Separability by surjectivity of Frobenius Endomorphism

Question

I'm trying to prove the following statement:

Let $F$ be a finite field of prime characteristic $p$ and let $E$ be the field generated by $F$ and the elements $\{t^{1/p},n \geq 1\}$, where $t$ is an indeterminate. Then, any algebraic extension of $E$ is separable.

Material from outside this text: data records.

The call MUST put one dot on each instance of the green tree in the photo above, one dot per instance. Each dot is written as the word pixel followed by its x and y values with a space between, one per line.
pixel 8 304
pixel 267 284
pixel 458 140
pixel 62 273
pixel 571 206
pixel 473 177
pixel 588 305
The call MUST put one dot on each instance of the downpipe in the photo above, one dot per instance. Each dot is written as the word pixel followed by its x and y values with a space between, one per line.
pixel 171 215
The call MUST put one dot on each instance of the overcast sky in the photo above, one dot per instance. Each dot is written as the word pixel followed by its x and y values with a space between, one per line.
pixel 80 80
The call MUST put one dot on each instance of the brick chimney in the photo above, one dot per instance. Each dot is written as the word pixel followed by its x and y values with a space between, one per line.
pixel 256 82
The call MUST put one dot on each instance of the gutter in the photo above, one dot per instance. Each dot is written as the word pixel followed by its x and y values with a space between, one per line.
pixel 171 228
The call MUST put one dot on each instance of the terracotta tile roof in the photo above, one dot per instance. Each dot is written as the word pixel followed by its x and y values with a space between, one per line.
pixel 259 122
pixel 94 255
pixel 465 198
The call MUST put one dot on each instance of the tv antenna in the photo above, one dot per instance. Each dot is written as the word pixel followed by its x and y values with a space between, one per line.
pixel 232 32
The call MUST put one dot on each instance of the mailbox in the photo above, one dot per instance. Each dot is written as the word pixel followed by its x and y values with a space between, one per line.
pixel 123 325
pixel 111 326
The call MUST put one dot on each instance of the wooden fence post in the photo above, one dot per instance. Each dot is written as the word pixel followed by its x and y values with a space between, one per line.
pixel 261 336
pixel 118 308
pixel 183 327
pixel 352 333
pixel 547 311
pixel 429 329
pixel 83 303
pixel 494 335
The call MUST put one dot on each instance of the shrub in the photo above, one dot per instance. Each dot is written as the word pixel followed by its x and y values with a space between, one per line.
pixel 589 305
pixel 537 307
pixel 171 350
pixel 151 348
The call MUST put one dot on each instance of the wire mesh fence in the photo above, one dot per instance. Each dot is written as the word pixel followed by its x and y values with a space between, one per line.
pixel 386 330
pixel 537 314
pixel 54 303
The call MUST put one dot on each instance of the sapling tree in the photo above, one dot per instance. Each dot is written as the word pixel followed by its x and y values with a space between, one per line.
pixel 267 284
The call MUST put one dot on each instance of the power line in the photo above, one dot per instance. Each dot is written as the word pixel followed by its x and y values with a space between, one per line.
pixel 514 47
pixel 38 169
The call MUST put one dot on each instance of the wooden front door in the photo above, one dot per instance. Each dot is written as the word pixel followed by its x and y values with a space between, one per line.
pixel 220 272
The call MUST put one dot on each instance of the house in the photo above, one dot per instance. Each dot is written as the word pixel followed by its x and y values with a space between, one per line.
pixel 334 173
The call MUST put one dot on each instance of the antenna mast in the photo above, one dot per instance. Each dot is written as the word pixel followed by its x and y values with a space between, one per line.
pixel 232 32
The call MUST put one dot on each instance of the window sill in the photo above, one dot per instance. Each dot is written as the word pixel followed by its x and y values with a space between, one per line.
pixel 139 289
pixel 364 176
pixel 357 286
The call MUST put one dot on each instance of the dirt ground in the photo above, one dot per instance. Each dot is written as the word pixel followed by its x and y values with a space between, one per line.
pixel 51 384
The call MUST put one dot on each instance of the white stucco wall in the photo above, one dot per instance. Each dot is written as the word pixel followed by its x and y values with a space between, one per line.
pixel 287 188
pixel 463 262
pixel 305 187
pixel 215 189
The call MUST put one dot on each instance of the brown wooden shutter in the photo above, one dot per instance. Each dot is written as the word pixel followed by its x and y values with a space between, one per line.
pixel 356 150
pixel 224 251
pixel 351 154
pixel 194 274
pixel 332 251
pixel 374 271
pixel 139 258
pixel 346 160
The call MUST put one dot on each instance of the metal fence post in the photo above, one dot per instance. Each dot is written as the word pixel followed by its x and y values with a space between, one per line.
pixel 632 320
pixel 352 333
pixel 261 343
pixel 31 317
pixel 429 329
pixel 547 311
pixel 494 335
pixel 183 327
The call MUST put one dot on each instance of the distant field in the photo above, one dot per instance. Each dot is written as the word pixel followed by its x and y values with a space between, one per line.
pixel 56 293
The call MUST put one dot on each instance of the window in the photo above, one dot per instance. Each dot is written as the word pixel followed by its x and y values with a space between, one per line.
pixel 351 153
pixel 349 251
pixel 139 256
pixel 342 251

I've already proved that the Frobenius Endomorphism on $E$ is surjective. I'm trying to use the following fact:

Given $\alpha$ an element of an algebraic extension of $E$, then $\alpha$ is separable if, and only if, the derivate of $Irr(\alpha,E)$ is not zero.

Then, I know that the irreducible polynomial can be expressed function of $x^p$,

$$Irr(\alpha, E) = p(x^p)\in F[x].$$

However, I got stuck here and I don't know what else to do. Could someone give me and advice?

Answer 1

Write $P(X) = \sum_{k=0}^n a_k X^k$ with $a_k \in E$. Since you know that the Frobenius on $E$ is surjective, you can find elements $b_k \in E$ such that $b_k^p = a_k$.

It follows that $$P(x^p) = \sum_{k=0}^n a_k X^{pk} = \sum_{k=0}^n b_k^p X^{pk} = \Big(\sum_{k=0}^n b_k X^k\Big)^p$$ which is a contradiction, since $P(x^p)$ is supposed to be irreducible.